E.P. Thompson: The Historical is Personal

“The working class did not rise like the sun at an appointed time.  It was present at its own making.” - E.P. Thompson, The Making of the English Working Class, 1963

Class is more than a sociological concept.  It is a story of how people, working for a living, come together as they begin to realize that what they need in order to survive is precisely what their neighbors need.  Of course, people with needs that are antagonistic to theirs come to be viewed as an entirely different class in opposition.

Before I became interested in Marxism, I had a professor in college who taught history using the philosophy of E.P. Thompson.  He made history come alive by making it a story of real people and how the lived, struggled, and died.  We never memorized anything.  We simply talked with each other, making personal connections to what we learned, and wrote papers.  Later on, I found out that he was a Marxist of the 1960s New Left, someone who made history by participating in Vietnam War protests on the campus of the University of Wisconsin-Madison.  This view of history translated to his public life: he treated people like equals, regardless of their income, education, or position.  The historical was always personal.

E.P. Thompson humanized the history of the English working class in a very similar way.  His approach was to view class as a historical phenomenon, to remove it from structural understandings that abstracted it and made it a topic of study for specialized academics.

To him, class is a process.  It can't be understood simply through snapshots of history.  The way men and women of similar economic backgrounds come together, recognize common interests, and fight for those interests by changing history informs our view of class.

Thompson argues that class is not a thing, it is a relationship: “But if we watch these men over an adequate period of social change, we observe patterns in their relationships, their ideas and their institutions.”  I think this is something that Howard Zinn - whether implicitly or explicitly - tried to do with A People's History of the United States.  There will always be something intriguing about this kind of narrative based social history that attracts regular people.  Maybe its that they can see themselves in the reflections of working class people in the past.  Maybe its the romance of tragedy that ultimately befalls so many of these historical figures.
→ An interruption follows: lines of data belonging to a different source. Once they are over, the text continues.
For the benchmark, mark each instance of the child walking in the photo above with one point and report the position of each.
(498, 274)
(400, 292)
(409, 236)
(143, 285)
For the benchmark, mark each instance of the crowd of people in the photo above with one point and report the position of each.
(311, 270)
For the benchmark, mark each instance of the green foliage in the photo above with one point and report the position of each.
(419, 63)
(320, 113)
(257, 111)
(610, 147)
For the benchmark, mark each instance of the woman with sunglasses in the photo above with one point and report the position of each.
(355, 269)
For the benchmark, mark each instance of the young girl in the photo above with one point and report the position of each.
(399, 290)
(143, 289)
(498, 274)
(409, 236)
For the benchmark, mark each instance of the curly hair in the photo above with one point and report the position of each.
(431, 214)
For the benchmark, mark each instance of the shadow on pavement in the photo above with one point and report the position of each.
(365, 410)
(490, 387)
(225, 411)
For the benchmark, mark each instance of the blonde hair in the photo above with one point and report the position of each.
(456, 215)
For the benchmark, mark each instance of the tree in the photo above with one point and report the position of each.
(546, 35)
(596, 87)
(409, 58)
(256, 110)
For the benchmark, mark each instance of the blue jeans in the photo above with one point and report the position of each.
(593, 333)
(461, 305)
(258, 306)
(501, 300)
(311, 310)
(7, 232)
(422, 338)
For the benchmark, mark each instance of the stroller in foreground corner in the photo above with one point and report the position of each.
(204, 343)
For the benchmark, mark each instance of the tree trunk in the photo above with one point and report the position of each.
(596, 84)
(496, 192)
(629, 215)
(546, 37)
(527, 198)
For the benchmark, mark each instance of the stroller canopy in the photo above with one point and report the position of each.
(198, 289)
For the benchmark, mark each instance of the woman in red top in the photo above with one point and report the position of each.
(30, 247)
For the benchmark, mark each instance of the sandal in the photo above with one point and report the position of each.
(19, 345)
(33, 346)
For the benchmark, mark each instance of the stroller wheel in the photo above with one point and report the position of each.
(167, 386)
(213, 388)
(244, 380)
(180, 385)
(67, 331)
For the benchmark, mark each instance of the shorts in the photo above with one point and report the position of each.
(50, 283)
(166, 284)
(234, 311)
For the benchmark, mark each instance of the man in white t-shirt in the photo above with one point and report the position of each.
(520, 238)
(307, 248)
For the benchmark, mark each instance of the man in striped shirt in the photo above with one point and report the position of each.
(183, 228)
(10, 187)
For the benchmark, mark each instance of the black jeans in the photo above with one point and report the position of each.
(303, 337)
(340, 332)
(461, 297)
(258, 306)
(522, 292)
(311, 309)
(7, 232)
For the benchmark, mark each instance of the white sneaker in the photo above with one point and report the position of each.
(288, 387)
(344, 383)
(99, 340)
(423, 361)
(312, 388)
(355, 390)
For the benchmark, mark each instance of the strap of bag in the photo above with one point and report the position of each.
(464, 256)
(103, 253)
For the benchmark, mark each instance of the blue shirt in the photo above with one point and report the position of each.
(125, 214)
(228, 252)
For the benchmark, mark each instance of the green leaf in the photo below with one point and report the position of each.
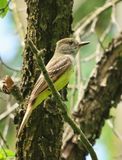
(9, 154)
(3, 7)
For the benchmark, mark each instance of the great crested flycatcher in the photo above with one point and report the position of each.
(59, 68)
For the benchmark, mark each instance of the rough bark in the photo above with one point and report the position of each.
(47, 22)
(103, 92)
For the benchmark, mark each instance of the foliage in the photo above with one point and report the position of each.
(3, 8)
(6, 154)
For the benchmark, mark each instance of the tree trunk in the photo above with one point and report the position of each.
(47, 22)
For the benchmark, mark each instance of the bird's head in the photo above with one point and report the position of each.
(69, 46)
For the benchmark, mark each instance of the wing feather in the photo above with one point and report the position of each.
(55, 68)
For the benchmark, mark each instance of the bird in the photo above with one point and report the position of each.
(59, 68)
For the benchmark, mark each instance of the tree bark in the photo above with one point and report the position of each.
(103, 92)
(47, 22)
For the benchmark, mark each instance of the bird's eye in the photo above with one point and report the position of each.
(71, 42)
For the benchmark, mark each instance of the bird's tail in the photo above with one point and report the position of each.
(25, 119)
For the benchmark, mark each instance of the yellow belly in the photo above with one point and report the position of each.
(59, 84)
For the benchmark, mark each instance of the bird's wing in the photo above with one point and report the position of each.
(55, 68)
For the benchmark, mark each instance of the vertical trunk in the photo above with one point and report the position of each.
(47, 22)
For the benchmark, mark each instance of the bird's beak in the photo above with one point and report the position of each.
(83, 43)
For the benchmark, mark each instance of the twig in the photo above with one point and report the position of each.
(62, 106)
(6, 113)
(4, 141)
(19, 25)
(13, 69)
(114, 131)
(4, 8)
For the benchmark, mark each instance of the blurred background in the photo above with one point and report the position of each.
(96, 21)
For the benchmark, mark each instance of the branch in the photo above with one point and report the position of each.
(8, 87)
(62, 106)
(103, 91)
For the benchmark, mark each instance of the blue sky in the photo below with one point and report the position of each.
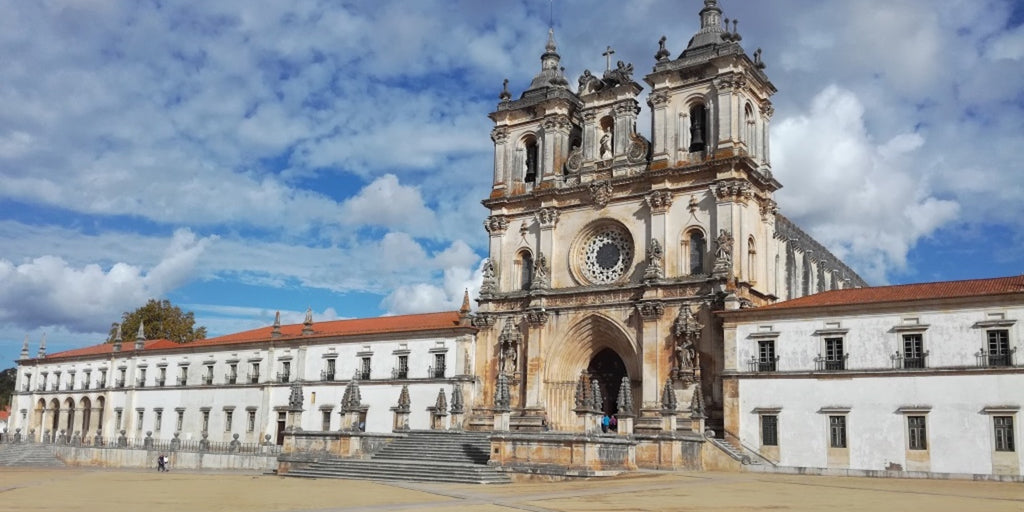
(242, 158)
Marx famously quipped in The 18th Brumaire of Louis Bonaparte that "men make their own history, but they do not make it as they please."  Human agency is limited by historical conditions, but it is the key to changing the world.  Conversely, E.P. Thompson provides us with an understanding of our starting point for changing the world, that of human agency: "class is defined by men as they live their own history, and, in the end, this is its only definition.” Class consciousness is how we make history and this story how we define the relationship of class. This is how we make history personal.